Abstract

Abstract Objective The precise pattern of lymphatic spread in esophageal cancer remains unclear. The present study aimed to determine the pattern of lymphatic metastasis in its early stages. Methods The data were reviewed of 1074 patients who underwent curative esophagectomy for thoracic esophageal squamous cell carcinoma and metastasis in 1–2 lymph nodes between January 2015 and December 2021. The frequencies of lymph node metastasis were analyzed by the anatomic sites and regions involved. Results Of the 1074 patients, the median number of resected lymph nodes was 27 (interquartile range, 20–35). There were 668 patients (62.2%) with one positive lymph node and 406 patients (37.8%) with two positive lymph nodes.

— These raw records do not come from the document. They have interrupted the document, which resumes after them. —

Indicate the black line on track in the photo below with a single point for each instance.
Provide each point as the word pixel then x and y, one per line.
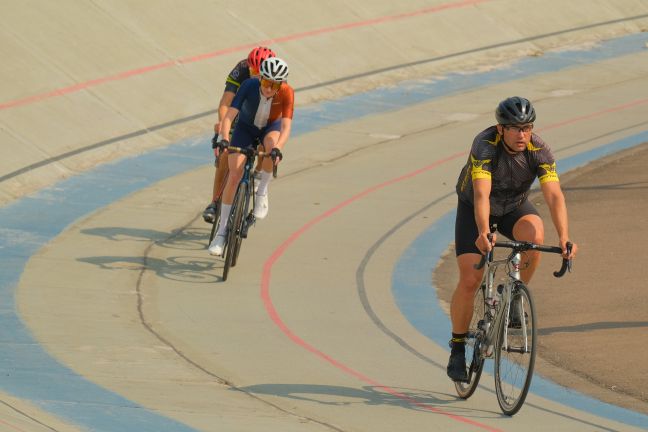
pixel 154 128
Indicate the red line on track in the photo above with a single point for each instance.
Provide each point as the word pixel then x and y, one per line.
pixel 267 269
pixel 274 315
pixel 140 71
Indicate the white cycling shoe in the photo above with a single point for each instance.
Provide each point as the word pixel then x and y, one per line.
pixel 261 206
pixel 217 245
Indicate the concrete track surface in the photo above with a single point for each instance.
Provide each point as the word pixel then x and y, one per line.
pixel 114 316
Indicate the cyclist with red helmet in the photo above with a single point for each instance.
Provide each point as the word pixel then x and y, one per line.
pixel 264 108
pixel 243 70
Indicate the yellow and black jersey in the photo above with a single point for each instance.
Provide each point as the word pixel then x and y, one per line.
pixel 511 175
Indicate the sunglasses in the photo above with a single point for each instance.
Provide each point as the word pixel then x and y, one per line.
pixel 524 129
pixel 270 84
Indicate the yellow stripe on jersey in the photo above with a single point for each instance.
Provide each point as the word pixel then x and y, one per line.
pixel 231 81
pixel 550 173
pixel 478 171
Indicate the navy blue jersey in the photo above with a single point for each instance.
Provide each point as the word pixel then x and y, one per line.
pixel 240 73
pixel 511 174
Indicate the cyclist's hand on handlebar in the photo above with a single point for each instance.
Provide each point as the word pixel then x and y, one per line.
pixel 568 253
pixel 485 242
pixel 215 145
pixel 219 146
pixel 276 155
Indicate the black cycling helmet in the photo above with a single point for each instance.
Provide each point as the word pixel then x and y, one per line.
pixel 515 110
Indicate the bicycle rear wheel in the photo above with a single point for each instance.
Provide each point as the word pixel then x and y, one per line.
pixel 239 238
pixel 515 351
pixel 234 230
pixel 475 362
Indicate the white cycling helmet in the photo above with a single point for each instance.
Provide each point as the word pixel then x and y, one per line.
pixel 274 69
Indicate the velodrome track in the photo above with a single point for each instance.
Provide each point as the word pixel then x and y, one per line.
pixel 118 319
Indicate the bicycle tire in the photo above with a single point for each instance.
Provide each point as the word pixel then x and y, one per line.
pixel 515 352
pixel 475 361
pixel 234 230
pixel 239 238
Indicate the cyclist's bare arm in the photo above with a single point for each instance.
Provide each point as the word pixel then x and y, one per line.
pixel 481 191
pixel 286 126
pixel 226 124
pixel 555 199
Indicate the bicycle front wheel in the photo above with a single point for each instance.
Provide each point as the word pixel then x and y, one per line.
pixel 515 351
pixel 234 230
pixel 475 361
pixel 216 220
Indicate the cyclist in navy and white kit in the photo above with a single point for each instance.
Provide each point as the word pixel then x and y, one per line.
pixel 492 188
pixel 243 70
pixel 265 110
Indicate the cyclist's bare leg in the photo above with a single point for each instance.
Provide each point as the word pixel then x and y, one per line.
pixel 461 306
pixel 259 162
pixel 269 142
pixel 219 177
pixel 529 228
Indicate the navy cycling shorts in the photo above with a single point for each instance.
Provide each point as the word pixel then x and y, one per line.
pixel 466 231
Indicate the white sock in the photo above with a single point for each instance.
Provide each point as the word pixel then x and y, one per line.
pixel 226 209
pixel 264 182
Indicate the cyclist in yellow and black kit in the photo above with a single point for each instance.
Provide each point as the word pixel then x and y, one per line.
pixel 493 188
pixel 246 68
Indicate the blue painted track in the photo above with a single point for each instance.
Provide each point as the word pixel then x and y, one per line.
pixel 27 224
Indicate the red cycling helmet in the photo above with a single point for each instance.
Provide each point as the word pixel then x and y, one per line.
pixel 257 55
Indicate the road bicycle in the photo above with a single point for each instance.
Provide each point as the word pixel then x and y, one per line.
pixel 503 326
pixel 242 214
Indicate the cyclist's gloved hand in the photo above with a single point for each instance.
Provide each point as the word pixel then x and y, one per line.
pixel 275 154
pixel 220 146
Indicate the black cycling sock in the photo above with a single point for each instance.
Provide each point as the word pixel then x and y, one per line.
pixel 458 342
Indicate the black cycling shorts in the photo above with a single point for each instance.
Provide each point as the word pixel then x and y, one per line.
pixel 466 231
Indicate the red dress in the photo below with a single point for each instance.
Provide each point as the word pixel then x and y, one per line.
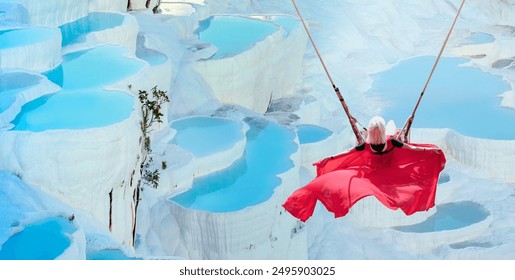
pixel 398 178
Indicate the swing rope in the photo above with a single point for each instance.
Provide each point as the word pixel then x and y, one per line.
pixel 352 120
pixel 404 133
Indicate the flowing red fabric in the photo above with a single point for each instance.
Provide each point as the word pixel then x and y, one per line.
pixel 399 178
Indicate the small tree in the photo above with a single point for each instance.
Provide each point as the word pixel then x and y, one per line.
pixel 151 105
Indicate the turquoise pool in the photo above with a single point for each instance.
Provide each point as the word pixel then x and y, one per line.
pixel 43 240
pixel 249 181
pixel 82 103
pixel 233 34
pixel 203 136
pixel 74 109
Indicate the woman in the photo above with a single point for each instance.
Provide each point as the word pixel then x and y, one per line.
pixel 377 139
pixel 400 175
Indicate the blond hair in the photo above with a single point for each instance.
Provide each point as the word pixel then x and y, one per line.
pixel 376 131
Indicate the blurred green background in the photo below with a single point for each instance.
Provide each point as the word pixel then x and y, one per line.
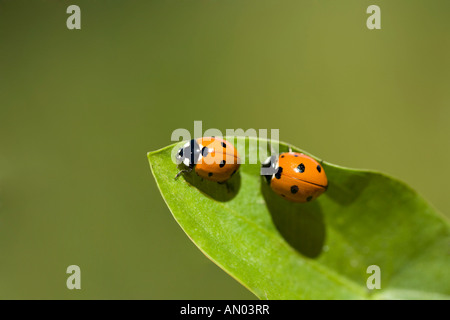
pixel 79 110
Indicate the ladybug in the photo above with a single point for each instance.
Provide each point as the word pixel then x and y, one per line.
pixel 211 158
pixel 295 176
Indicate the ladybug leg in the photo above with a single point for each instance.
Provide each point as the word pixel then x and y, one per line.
pixel 182 171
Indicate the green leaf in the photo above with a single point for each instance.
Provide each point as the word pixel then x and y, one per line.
pixel 318 250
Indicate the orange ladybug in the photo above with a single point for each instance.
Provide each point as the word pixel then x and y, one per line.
pixel 211 158
pixel 295 176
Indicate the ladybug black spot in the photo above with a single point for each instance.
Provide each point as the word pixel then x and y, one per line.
pixel 278 174
pixel 300 168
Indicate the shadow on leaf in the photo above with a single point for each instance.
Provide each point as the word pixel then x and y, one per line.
pixel 218 191
pixel 300 224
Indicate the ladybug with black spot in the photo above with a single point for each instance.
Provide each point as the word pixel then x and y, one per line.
pixel 211 158
pixel 295 176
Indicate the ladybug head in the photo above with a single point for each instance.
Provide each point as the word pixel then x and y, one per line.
pixel 189 154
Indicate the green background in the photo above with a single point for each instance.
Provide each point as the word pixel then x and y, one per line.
pixel 79 110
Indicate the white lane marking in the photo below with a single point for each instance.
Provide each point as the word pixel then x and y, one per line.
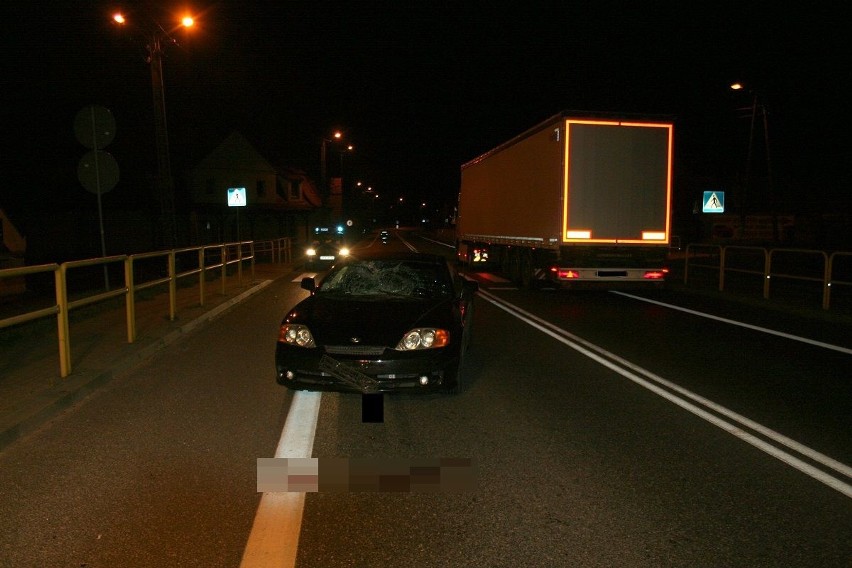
pixel 739 323
pixel 493 277
pixel 274 537
pixel 298 278
pixel 588 349
pixel 448 245
pixel 410 246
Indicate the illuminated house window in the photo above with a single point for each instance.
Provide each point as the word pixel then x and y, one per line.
pixel 295 190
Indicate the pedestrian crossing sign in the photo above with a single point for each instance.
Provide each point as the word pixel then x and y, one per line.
pixel 714 202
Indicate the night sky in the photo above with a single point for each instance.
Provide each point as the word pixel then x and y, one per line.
pixel 420 88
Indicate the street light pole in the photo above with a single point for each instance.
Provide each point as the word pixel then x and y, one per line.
pixel 165 183
pixel 755 105
pixel 324 189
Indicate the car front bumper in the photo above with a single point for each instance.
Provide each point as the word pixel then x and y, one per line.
pixel 314 369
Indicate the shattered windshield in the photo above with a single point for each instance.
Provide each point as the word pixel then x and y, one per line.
pixel 400 279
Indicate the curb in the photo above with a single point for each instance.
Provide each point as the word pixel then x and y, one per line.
pixel 128 363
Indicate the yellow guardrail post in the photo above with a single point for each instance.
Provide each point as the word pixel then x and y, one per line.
pixel 62 322
pixel 172 287
pixel 224 254
pixel 201 276
pixel 767 272
pixel 130 299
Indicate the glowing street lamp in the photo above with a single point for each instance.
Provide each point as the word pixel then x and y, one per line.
pixel 323 151
pixel 165 183
pixel 755 105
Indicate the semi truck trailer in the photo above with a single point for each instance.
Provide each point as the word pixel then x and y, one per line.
pixel 579 199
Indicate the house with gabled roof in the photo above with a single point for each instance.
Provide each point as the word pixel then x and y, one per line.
pixel 280 201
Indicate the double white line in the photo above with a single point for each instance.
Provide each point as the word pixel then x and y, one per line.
pixel 743 428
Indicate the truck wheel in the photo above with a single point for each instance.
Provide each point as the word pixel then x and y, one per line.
pixel 526 271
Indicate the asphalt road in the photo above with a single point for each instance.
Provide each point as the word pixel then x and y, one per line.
pixel 605 430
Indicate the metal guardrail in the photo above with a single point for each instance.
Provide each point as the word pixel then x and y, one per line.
pixel 203 260
pixel 802 265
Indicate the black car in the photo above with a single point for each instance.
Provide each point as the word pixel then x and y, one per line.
pixel 323 253
pixel 379 322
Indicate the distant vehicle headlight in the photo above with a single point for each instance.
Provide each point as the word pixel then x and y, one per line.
pixel 424 338
pixel 296 334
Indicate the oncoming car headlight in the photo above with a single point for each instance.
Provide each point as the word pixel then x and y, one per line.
pixel 424 338
pixel 296 334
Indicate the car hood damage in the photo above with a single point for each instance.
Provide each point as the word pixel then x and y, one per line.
pixel 338 320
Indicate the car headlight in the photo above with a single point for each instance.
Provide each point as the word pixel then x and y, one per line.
pixel 296 334
pixel 424 338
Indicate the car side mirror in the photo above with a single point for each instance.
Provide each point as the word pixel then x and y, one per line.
pixel 309 284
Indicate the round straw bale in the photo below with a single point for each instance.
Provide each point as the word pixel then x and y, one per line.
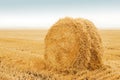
pixel 96 49
pixel 68 44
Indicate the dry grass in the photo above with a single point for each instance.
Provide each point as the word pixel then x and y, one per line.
pixel 21 51
pixel 73 43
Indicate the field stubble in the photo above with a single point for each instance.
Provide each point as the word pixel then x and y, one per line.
pixel 22 50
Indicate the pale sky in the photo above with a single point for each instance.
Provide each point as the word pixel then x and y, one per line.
pixel 37 14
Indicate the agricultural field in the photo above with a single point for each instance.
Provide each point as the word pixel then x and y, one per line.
pixel 22 52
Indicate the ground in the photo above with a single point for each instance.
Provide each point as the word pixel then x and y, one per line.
pixel 21 53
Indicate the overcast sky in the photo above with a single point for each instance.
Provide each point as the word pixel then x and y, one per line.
pixel 28 14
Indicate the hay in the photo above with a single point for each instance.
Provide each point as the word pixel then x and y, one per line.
pixel 73 43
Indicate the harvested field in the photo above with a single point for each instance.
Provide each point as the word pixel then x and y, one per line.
pixel 22 50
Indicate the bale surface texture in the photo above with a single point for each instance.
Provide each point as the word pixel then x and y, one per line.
pixel 73 43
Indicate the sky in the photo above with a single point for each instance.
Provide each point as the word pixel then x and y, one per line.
pixel 42 14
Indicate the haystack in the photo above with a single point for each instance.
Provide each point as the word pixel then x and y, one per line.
pixel 73 43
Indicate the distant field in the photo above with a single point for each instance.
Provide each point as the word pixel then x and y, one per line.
pixel 22 50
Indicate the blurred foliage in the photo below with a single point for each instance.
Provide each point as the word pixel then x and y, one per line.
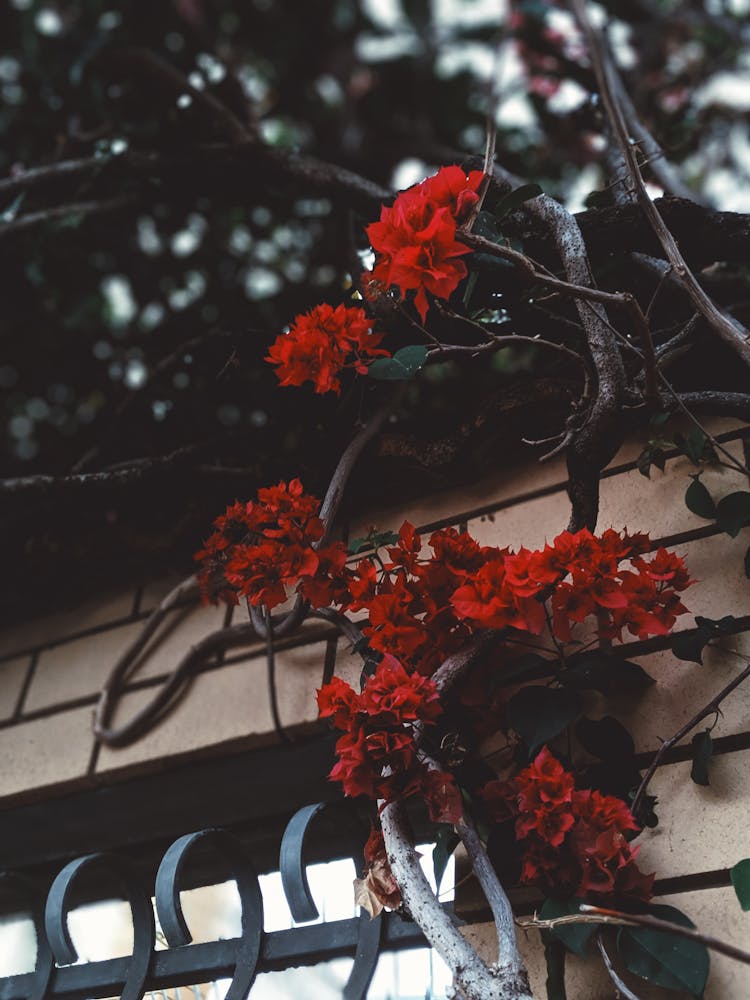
pixel 142 331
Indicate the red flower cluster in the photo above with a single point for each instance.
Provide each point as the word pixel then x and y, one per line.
pixel 421 607
pixel 585 576
pixel 321 343
pixel 573 841
pixel 415 239
pixel 261 548
pixel 377 755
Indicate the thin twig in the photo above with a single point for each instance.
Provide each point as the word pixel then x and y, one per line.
pixel 728 328
pixel 707 710
pixel 472 976
pixel 493 892
pixel 599 915
pixel 65 215
pixel 623 990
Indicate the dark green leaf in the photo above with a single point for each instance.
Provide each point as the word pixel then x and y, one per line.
pixel 375 540
pixel 403 365
pixel 446 841
pixel 575 937
pixel 740 876
pixel 605 738
pixel 526 667
pixel 695 445
pixel 486 225
pixel 719 626
pixel 702 747
pixel 514 199
pixel 690 645
pixel 699 501
pixel 9 214
pixel 471 283
pixel 733 512
pixel 554 955
pixel 538 714
pixel 598 671
pixel 643 463
pixel 598 199
pixel 665 959
pixel 659 419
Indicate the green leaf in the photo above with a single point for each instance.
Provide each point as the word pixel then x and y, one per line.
pixel 596 670
pixel 538 714
pixel 719 626
pixel 12 210
pixel 659 419
pixel 663 958
pixel 514 199
pixel 446 841
pixel 486 225
pixel 693 444
pixel 554 955
pixel 526 667
pixel 740 876
pixel 652 454
pixel 606 739
pixel 690 645
pixel 575 937
pixel 733 512
pixel 375 540
pixel 403 365
pixel 699 501
pixel 471 283
pixel 702 748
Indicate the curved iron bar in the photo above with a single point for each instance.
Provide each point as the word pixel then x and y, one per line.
pixel 144 931
pixel 45 960
pixel 169 907
pixel 297 891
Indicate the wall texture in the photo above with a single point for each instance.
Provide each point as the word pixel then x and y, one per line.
pixel 52 668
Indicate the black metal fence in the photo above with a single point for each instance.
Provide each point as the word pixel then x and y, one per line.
pixel 184 963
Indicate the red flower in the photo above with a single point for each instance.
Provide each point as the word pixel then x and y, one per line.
pixel 415 239
pixel 441 793
pixel 573 841
pixel 321 343
pixel 405 697
pixel 337 701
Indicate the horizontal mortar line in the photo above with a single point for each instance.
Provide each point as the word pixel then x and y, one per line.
pixel 660 643
pixel 626 650
pixel 92 630
pixel 721 745
pixel 552 488
pixel 719 878
pixel 696 882
pixel 429 526
pixel 208 666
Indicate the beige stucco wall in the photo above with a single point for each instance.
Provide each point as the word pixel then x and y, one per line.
pixel 52 668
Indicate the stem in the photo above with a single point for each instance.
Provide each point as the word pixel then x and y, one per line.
pixel 508 955
pixel 473 978
pixel 600 915
pixel 622 989
pixel 345 467
pixel 728 328
pixel 707 710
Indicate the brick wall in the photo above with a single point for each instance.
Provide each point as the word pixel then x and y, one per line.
pixel 51 670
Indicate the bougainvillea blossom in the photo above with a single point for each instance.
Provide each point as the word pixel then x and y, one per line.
pixel 415 241
pixel 322 343
pixel 573 841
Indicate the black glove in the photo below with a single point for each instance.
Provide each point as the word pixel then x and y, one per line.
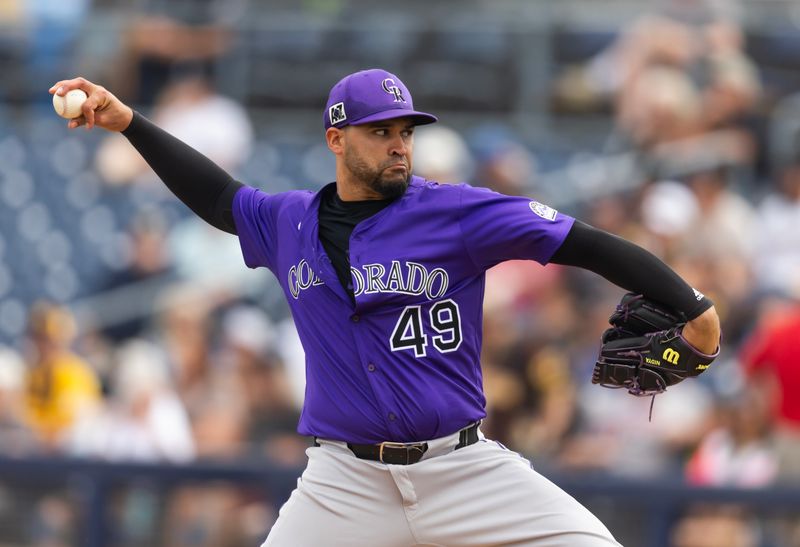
pixel 644 350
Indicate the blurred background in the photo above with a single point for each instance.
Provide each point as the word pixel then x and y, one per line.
pixel 150 384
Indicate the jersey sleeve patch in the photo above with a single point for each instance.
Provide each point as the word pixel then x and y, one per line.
pixel 542 210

Paracardial lymph nodes were the most frequently involved nodes (35.2%), followed by the right thoracic recurrent nerve nodes (24.0%) and middle thoracic paraesophageal nodes (14.7%). The majority of lymph node metastases occurred in the longitudinal direction to the perigastric (35.2%) and bilateral recurrent nerve regions (33.0%) and in the transverse direction to the paraesophageal region (27.7%). Deep tumor depth (P = 0.047), poor tumor differentiation (P = 0.038), and lymphovascular invasion (P = 0.023) were associated with lymph node metastasis. Conclusion Perigastric nodes, bilateral recurrent nerve nodes, and paraesophageal lymph nodes were the most common early lymph node metastasis regions. Esophageal squamous cell carcinoma involves more longitudinal than transverse lymph node metastases. Two-field lymphadenectomy should include the radical lymph nodes dissection both in the upper mediastinum and in the upper abdomen.